For those of you on my FB this will be a repeat so sorry.

Lucy and I went down to Oregon for the ABKC Battle of the Bulls III. This was her first show since she was 3.5 months old. Out of three shows Lucy wound up with a first, a second and a third place in Junior Classic female group (1-2). She also took reserve classic female in the second show. The second place came under judge Ron Ramos who told us that with more practice at handling skills we will bring home a lot more wins. It was nice to hear from a well respected judge. Lucy rocked during the second show where she brought home the blue ribbon. It just so happened to be my birthday on Saturday and that was the best birthday present EVER!


























I also got to meet GrCH Beastro, I swear that dog competes in every ABKC show in the country!


















And Lucy girl was just absolutely exhausted at the end of the weekend.










Thanks for looking


----------



## hashbrown

Congrats! and you and I have the same birthday!:roll: Happy Belated


----------



## Carriana

Thanks Jeff


----------



## BCdogs

Congrats! Great job


----------



## ::::COACH::::

Sooooo happy for you!! Lucy is such a beaut! Any plans for show Opie? Oh and Beastro is just awesome!


----------



## Carriana

::::COACH:::: said:


> Sooooo happy for you!! Lucy is such a beaut! Any plans for show Opie? Oh and Beastro is just awesome!

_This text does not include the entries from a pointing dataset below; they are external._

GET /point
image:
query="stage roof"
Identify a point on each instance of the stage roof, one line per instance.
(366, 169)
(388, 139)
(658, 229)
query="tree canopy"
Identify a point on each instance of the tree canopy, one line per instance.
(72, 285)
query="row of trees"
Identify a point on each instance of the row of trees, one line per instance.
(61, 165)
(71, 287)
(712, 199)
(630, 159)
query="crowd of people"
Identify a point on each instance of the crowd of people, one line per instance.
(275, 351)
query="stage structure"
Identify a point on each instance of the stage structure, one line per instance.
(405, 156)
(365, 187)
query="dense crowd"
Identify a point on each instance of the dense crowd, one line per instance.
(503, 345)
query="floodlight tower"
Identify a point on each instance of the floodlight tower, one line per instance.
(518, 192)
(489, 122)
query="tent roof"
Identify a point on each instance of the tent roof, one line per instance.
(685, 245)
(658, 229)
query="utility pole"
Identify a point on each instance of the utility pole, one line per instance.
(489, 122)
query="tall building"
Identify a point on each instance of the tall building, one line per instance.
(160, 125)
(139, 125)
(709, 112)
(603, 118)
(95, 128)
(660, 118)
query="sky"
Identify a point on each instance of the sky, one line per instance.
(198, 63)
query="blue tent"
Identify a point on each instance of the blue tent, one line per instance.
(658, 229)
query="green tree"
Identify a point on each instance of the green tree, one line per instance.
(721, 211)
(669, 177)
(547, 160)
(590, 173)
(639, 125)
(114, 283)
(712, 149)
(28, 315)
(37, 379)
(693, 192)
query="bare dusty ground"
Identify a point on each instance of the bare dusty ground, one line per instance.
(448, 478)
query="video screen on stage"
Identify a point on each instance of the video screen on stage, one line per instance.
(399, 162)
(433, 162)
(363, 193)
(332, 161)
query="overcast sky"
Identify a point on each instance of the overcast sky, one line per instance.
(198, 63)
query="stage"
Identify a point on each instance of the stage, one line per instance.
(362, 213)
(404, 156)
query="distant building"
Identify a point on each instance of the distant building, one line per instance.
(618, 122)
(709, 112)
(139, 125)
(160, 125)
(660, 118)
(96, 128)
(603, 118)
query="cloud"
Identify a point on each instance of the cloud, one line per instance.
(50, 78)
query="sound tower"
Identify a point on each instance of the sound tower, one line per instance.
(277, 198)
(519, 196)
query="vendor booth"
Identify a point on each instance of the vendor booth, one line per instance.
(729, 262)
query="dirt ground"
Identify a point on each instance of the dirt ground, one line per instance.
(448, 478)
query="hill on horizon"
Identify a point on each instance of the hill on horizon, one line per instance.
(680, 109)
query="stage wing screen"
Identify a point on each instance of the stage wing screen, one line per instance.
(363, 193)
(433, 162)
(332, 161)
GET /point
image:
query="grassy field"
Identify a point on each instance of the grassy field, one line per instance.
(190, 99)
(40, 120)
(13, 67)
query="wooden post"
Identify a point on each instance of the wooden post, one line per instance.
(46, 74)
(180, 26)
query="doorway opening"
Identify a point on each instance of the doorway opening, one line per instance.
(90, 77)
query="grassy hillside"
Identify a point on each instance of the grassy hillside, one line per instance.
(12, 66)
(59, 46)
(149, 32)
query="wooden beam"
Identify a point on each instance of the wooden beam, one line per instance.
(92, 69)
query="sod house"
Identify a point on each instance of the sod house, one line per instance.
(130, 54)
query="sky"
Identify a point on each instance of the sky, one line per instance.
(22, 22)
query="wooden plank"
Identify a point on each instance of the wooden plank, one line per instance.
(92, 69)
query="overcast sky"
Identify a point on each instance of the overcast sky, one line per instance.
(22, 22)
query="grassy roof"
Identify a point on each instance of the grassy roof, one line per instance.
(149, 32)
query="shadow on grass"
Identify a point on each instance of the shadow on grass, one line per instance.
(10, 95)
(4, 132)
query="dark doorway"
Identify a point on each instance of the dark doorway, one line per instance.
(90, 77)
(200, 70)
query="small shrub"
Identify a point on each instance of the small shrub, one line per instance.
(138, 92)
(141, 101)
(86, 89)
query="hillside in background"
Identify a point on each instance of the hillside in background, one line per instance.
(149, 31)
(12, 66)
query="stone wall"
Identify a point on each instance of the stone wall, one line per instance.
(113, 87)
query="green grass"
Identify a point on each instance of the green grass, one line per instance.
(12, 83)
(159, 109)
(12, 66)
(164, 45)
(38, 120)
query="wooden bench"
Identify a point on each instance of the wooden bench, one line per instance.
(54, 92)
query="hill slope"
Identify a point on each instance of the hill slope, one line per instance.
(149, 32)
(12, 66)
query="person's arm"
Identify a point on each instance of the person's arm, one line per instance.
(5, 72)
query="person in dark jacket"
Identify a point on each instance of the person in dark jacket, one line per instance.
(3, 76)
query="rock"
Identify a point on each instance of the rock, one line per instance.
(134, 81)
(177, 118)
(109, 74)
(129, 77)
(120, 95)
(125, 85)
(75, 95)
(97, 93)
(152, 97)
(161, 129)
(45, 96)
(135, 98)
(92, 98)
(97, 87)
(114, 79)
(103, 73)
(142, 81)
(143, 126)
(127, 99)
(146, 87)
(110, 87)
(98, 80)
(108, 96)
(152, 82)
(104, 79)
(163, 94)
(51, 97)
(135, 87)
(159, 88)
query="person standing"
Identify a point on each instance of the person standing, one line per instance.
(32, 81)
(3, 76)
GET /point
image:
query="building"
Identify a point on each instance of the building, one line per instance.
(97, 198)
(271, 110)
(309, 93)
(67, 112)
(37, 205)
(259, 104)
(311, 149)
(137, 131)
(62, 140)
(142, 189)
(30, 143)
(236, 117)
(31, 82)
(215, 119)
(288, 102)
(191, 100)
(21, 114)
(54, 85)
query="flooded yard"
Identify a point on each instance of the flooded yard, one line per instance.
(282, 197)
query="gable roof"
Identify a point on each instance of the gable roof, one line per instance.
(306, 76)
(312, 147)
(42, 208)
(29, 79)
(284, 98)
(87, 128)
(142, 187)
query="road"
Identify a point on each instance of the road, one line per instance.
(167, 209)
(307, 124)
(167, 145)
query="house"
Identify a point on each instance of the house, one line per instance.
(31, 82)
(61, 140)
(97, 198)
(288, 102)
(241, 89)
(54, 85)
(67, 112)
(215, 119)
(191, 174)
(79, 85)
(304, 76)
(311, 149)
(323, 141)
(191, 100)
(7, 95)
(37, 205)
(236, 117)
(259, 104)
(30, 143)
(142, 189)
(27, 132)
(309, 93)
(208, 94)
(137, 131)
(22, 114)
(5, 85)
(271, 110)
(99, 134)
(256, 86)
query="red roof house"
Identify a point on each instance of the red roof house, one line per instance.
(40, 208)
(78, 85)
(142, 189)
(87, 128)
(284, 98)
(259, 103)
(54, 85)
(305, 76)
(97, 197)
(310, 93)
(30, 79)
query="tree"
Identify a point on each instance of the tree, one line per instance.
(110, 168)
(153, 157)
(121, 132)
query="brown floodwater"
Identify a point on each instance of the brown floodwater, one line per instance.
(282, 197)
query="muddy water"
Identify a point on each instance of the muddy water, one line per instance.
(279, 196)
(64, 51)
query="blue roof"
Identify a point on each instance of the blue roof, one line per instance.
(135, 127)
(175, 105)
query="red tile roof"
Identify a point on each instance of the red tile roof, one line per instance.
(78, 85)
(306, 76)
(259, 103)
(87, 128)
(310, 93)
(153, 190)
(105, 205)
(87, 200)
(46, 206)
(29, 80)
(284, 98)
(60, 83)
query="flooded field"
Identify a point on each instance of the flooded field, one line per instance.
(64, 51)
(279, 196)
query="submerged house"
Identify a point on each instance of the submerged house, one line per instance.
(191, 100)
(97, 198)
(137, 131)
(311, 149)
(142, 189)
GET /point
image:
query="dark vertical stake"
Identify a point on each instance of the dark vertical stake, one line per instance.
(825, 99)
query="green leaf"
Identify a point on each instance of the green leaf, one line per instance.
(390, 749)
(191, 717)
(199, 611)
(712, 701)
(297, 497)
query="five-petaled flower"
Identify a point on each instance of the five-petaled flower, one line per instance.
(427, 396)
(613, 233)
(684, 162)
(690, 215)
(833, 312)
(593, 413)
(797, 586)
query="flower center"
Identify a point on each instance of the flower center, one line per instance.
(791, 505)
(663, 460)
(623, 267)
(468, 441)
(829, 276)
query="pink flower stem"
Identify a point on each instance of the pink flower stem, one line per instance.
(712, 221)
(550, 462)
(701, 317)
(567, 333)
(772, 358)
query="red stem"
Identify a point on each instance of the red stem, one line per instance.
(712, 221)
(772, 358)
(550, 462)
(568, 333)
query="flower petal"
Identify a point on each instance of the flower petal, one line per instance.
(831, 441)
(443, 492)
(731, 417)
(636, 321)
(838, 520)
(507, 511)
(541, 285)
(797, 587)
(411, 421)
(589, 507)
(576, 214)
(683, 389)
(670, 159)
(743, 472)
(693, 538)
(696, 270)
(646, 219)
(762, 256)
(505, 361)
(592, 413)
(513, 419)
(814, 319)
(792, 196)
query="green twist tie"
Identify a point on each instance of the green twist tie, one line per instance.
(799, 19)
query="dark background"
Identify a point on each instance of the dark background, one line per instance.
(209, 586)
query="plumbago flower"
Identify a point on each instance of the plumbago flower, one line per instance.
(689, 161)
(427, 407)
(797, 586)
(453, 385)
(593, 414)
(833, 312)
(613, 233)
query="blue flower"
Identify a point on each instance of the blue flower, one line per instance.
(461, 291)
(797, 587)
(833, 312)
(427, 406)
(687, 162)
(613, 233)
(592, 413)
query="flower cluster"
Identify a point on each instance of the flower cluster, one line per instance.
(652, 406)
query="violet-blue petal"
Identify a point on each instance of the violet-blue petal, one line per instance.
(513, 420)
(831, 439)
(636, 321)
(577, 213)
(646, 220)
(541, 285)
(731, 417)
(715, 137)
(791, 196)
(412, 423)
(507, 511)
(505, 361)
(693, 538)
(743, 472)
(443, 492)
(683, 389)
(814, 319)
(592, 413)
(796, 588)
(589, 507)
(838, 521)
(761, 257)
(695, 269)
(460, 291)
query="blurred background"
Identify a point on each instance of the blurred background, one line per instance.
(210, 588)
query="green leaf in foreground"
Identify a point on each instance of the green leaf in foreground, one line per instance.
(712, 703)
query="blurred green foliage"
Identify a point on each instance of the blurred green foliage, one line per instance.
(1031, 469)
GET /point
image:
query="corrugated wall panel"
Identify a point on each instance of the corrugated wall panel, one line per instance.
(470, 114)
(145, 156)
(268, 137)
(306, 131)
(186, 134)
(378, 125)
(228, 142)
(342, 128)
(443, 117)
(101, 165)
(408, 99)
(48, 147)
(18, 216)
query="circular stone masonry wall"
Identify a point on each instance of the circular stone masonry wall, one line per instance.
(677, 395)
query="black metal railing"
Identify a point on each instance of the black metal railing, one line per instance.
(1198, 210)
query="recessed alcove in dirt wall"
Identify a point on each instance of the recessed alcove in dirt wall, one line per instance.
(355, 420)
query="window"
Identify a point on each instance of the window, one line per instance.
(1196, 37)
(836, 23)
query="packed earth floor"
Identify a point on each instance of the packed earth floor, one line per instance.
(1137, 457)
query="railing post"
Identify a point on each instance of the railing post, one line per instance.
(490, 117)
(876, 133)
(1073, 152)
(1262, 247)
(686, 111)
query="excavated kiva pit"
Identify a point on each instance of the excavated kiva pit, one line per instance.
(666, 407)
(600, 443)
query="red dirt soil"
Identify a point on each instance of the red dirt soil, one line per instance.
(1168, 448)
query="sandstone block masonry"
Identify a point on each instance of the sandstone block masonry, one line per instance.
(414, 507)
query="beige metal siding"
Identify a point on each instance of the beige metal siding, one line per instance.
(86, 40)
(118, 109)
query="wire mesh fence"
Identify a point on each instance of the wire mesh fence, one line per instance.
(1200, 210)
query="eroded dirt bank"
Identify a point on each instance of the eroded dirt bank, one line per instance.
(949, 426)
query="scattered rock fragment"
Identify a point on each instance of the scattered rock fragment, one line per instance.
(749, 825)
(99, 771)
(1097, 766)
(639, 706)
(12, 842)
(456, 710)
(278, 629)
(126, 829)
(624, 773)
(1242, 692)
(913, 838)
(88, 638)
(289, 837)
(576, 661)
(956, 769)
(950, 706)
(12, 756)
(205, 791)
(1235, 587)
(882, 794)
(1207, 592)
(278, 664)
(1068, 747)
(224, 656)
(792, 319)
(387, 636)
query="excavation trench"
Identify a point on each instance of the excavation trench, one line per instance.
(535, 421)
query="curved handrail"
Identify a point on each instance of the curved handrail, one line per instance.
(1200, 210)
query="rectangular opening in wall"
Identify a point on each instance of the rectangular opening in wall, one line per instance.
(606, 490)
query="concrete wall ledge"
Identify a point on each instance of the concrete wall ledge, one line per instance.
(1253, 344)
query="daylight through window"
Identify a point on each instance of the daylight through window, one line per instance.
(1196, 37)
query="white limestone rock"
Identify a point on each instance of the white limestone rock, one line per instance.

Yes, I'd like to. He needs a lot of work before I can show him though. He's a boy so his puppy brains are extra bad lol.


----------



## ::::COACH::::

:thumbsup:


----------



## ~StangChick~

Oh wow so awesome!! Congrats!! Great pics and happy belated birthday pretty lady!


----------



## mccoypitbulls

Nice job ..lookin good


----------



## Carriana

BCdogs said:


> Congrats! Great job





~StangChick~ said:


> Oh wow so awesome!! Congrats!! Great pics and happy belated birthday pretty lady!





mccoypitbulls said:


> Nice job ..lookin good


Thanks all, I am pretty pleased with the results. Sure, I'd have liked to take home more wins but for as little showing experience as we both have I think this is just the beginning for us


----------



## ames

So happy for Lucy and you!! Can't ask for a better weekend  glad she is making you proud! 

Happy belated Jeff  you too Carrie but I already told you hahaha


----------



## TeamCourter

Congrats again on that blue ribbon girl! I'm happy for you


----------



## redog

That's a great dog Carrie, congrats and keep it up.


----------



## bluefamily

Congratulations! It is always good to have everybody else agree that your dog is fabulous! Way to go!


----------



## jttar

Congratulations to you both --- "I love Lucy". A happy belated birthday to you Carriana, a proud day. Thanks for the pictures, the forth one is a great one of you both.


----------



## Carriana

jttar said:


> Congratulations to you both --- "I love Lucy". A happy belated birthday to you Carriana, a proud day. Thanks for the pictures, the forth one is a great one of you both.


That'sABKC GrCH Beastro in that picture. He's the most winning bully in the ABKC, but thank you


----------